Results and Discussion
Table 1 shows the list of energy drinks tested. Our results showed that none of the commercial samples contain harmful bacteria. The results indicated the absence of E. coli, Salmonella and Staphylococcus aureus. The total bacterial count for most of the samples are very low (< 1 log CFU/ml). Only two tested samples that have bacterial population of approximately 2.0 Log CFU/ml. These samples have low caffeine concentrations and higher pH values compared to other samples which could be the reason of survival of bacterial population. The initial biochemical analysis from these two samples indicated the presence of Bacillus which is common spoilage bacteria in soft drinks.
All test energy drink showed lethal effect on both Lactobacillus and bifidobacterial strains tested as the bacterial count decreased to below 2.0 log CFU/ml. With only three products (17-19), the populations of Lactobacillus and Bifidobacterium spp. were approximately 2.5 log CFU/ml.
In this study we evaluated the microbiological quality and safety of 20 most common energy drinks available in the local stores in Saudi Arabia. The samples were selected based on the size of the samples and affordability to purchase the products. Our results confirmed the safety and quality of all tested products as they showed low level of total bacterial population and absence of common spoilage and pathogenic bacteria. However, our findings showed that energy drinks could have negative impact on human health as these drinks demolish the presence of natural flora such as Lactobacillus and Bifidobacterium spp. in human gastrointestinal tract. These bacteria are important to the health and contribute to different aspect of human health. Regular consumption of energy drink could have a long term negative impact on health and consumers should be educated about such effect to maintain healthy life style.
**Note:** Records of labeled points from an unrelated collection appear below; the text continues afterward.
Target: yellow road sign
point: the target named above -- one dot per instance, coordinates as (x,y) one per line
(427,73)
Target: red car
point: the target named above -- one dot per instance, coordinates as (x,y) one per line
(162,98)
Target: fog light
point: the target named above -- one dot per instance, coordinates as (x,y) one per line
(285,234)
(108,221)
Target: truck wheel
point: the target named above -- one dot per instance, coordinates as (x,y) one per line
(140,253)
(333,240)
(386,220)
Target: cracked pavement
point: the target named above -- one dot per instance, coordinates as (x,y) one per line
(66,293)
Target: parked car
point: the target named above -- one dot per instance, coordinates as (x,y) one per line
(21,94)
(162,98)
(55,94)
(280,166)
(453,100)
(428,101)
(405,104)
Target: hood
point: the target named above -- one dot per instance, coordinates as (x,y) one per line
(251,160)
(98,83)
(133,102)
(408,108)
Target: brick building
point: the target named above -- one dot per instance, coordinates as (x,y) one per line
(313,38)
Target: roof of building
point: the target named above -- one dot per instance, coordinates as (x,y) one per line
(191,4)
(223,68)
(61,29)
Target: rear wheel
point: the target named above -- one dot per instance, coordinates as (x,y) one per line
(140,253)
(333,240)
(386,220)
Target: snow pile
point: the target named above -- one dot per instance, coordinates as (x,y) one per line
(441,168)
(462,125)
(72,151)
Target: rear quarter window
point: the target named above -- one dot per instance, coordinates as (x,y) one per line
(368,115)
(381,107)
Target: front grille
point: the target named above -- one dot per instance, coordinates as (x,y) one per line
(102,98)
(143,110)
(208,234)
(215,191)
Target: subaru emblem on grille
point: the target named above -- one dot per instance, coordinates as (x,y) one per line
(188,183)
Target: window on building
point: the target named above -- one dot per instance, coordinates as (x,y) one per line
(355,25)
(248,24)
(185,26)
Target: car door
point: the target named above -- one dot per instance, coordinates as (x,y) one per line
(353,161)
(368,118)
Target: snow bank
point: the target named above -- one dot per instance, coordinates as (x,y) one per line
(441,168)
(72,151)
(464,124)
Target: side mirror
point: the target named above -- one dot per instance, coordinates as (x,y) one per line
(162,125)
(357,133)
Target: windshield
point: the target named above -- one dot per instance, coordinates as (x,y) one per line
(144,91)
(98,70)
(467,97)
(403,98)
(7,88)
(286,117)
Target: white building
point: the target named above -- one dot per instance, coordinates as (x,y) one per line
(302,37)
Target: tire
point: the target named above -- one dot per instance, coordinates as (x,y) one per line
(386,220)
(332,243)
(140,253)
During this study we faced several challenges that limit the scope of the work, we were only be able to collect 20 different brand of energy drinks from local stores in Riyadh. This is due to the restriction in sales regulations. Availability of energy drinks varied from region to region limits the sample size needed to represent the large population. We understand that this is a small representation of the energy drink products. However, this study could open the opportunity for possible collaboration with other countries and exam wide range of commercial products.
This project was supported, in part, by King Saud University, Deanship of Scientific Research (NFG- 15 -01- 02), and College of Sport Sciences and Physical Activity, Research Center.